I was making some progress on the TiVo Plex channel adding images and setting the download to include sxxexx information. Even had a code party setup for thanksgiving week to finish up...

Now all the sudden Frontier Fios starts to copy protect all the channels. Well that sucks! 

The effort doesn't do me (or my friends) much good anymore...


----------



## Dan203 (Apr 17, 2000)

This was so you could watch .tivo files via Plex?


----------



## krkaufman (Nov 25, 2003)

bradleys said:


> The effort doesn't do me (or my friends) much good anymore...


Bummer.


----------



## bradleys (Oct 31, 2007)

Dan203 said:


> This was so you could watch .tivo files via Plex?


It gave me very reliable remote access for my content. I have used the TiVo app, but it isn't consistently reliable. Plex tends to be a very solid solution.

When I am traveling I can drop in my Fire streaming stick, connect to plex and watch anything in mu library. With this channel - my tv recordings were included.
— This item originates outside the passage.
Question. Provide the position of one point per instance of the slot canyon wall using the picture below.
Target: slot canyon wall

If you have a vacation home, it is a great solution.


----------



## krkaufman (Nov 25, 2003)

bradleys said:


> I was making some progress on the TiVo Plex channel adding images and setting the download to include sxxexx information. Even had a code party setup for thanksgiving week to finish up...
> 
> Now all the sudden Frontier Fios starts to copy protect all the channels. Well that sucks!
> 
> The effort doesn't do me (or my friends) much good anymore...
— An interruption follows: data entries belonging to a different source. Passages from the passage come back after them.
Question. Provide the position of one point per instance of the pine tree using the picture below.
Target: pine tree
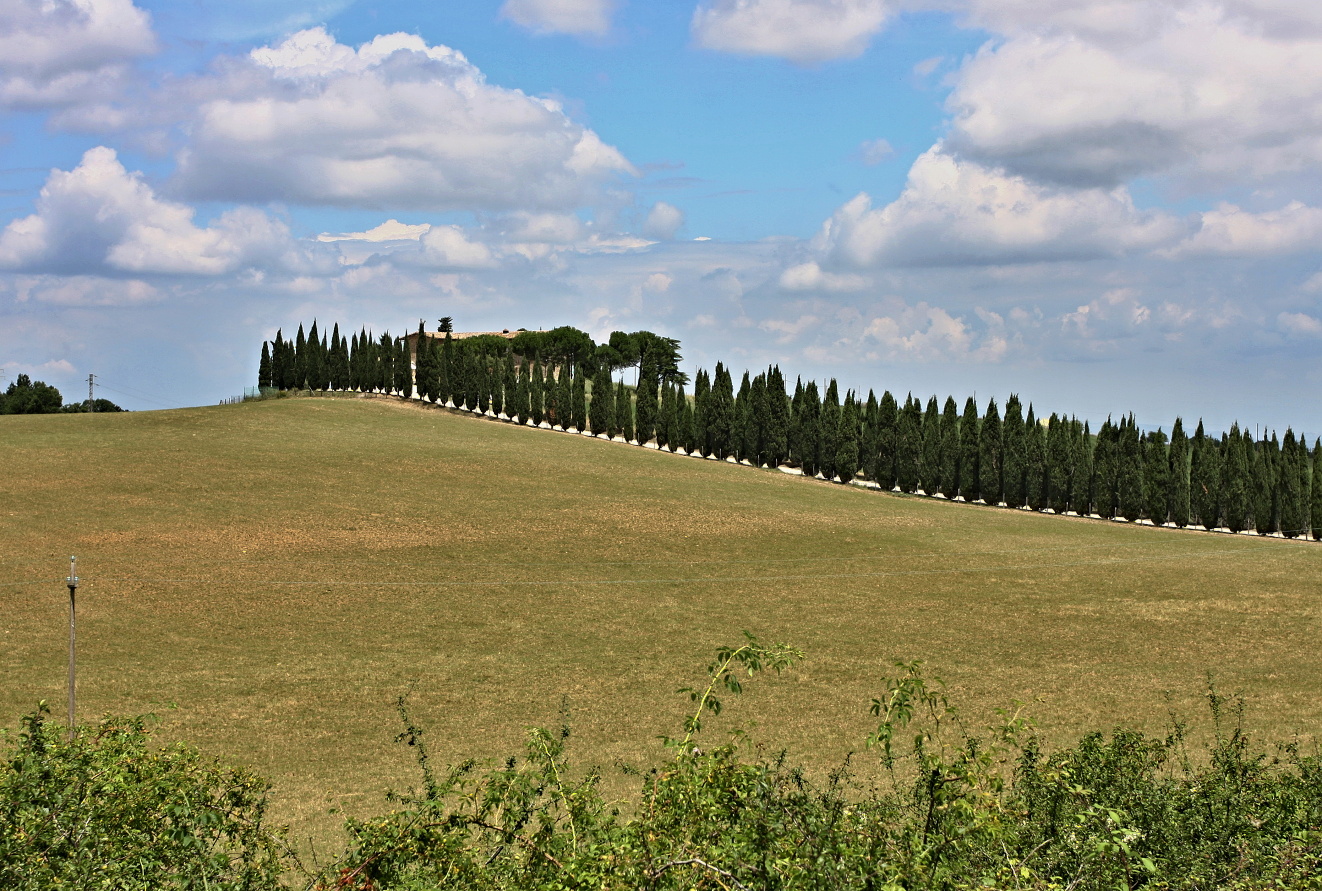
(1179, 475)
(1157, 477)
(1014, 467)
(828, 431)
(846, 440)
(969, 425)
(908, 444)
(263, 369)
(990, 452)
You guys could pool resources and get one of the $200 All-in renewed Roamio OTAs, to continue development ... while simultaneously petitioning Frontier to ease-up.


----------



## Dan203 (Apr 17, 2000)

If all he needs are sample files I can provide as many as he needs. But I assume since bradleys no longer has a personal use for the Plex channel his interest in further development has diminished.


----------



## krkaufman (Nov 25, 2003)

Dan203 said:


> If all he needs are sample files I can provide as many as he needs. But I assume since bradleys no longer has a personal use for the Plex channel his interest in further development has diminished.


Yeah, but my interest in his developing it hasn't waned a bit...!


----------



## bradleys (Oct 31, 2007)

We will see, all the locals are still available.


----------